La communauté éducative européenne est en deuil. Sofia Corradi, professeure émérite en sciences de l’éducation et créatrice du célèbre programme Erasmus, s’est éteinte dans la nuit de vendredi à samedi à Rome, selon l’annonce faite par sa famille samedi 18 octobre. Âgée de 91 ans, celle que l’on surnommait affectueusement « Mamma Erasmus » laisse derrière elle un héritage exceptionnel qui a transformé la vie de plus de 16 millions d’étudiants européens.
Une disparition qui marque la fin d’une ère
La famille de l’universitaire italienne a rendu hommage à une femme d’une grande énergie et générosité intellectuelle et affective, rapporte l’agence de presse italienne ANSA. Sofia Corradi avait célébré son 91e anniversaire il y a seulement un mois, le 5 septembre dernier.
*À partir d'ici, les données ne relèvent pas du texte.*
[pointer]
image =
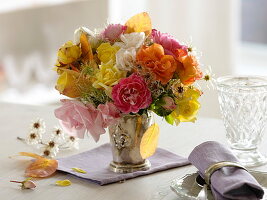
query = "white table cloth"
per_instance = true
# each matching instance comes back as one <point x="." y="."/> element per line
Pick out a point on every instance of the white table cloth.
<point x="15" y="119"/>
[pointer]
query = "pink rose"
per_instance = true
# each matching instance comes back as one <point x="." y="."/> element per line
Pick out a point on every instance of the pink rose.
<point x="113" y="32"/>
<point x="109" y="112"/>
<point x="169" y="43"/>
<point x="77" y="119"/>
<point x="131" y="94"/>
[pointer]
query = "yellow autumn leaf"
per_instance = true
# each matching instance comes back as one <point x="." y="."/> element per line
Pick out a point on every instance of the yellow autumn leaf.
<point x="149" y="141"/>
<point x="139" y="23"/>
<point x="65" y="182"/>
<point x="78" y="170"/>
<point x="33" y="155"/>
<point x="41" y="167"/>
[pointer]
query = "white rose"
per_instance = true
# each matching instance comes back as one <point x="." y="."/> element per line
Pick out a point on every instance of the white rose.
<point x="125" y="58"/>
<point x="94" y="38"/>
<point x="131" y="40"/>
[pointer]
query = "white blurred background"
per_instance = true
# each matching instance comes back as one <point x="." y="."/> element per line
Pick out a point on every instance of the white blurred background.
<point x="231" y="34"/>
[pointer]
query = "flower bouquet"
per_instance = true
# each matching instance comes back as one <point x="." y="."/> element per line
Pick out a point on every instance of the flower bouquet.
<point x="116" y="77"/>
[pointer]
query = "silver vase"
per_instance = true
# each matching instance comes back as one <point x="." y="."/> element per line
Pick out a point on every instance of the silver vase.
<point x="125" y="139"/>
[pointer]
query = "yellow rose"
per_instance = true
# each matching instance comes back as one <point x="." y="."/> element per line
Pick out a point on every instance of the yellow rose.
<point x="73" y="84"/>
<point x="66" y="85"/>
<point x="188" y="110"/>
<point x="68" y="53"/>
<point x="108" y="76"/>
<point x="191" y="93"/>
<point x="106" y="52"/>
Professeure ordinaire de sciences de l’éducation à l’université Roma 3, elle avait consacré près de deux décennies de sa vie à convaincre les responsables académiques et politiques européens de la nécessité d’un programme d’échanges universitaires harmonisé.
D’un échec personnel à une révolution éducative
Le parcours de Sofia Corradi illustre comment une déception peut se transformer en victoire collective. En 1957, grâce à une prestigieuse bourse Fulbright, elle avait obtenu un Master en droit comparé à la Columbia University de New York. À son retour en Italie, l’université La Sapienza de Rome avait refusé de reconnaître ses examens passés à l’étranger.
Face à cette injustice, la jeune juriste avait alors décidé qu’aucun autre étudiant ne devrait subir la même expérience. Elle proposa son projet dès 1969, mais il fallut attendre 1987, sous la présidence de Jacques Delors à la Commission européenne, pour que le programme Erasmus voie officiellement le jour.
Un impact culturel et social sans précédent
Le programme qu’elle a imaginé porte le nom du théologien néerlandais Érasme de Rotterdam, tout en formant l’acronyme EuRopean Action Scheme for the Mobility of University Students. Depuis sa création, il a permis à des millions de jeunes Européens de poursuivre une partie de leurs études dans un autre pays du continent.
Selon les données officielles, plus de 16 millions d’étudiants ont bénéficié du programme Erasmus depuis 1987. L’initiative a également eu un impact culturel profond, représentant pour beaucoup leur première expérience de vie et d’études à l’étranger.
Une reconnaissance internationale méritée
L’engagement de Sofia Corradi pour l’éducation européenne lui avait valu plusieurs distinctions prestigieuses. En 2016, le roi d’Espagne lui avait décerné le prix européen Charles Quint, une récompense également attribuée à Helmut Kohl et Jacques Delors pour leur contribution à la construction européenne.
La même année, le président italien Sergio Mattarella l’avait nommée Commandeur de l’Ordre du Mérite de la République italienne, reconnaissant ainsi sa contribution exceptionnelle au domaine éducatif.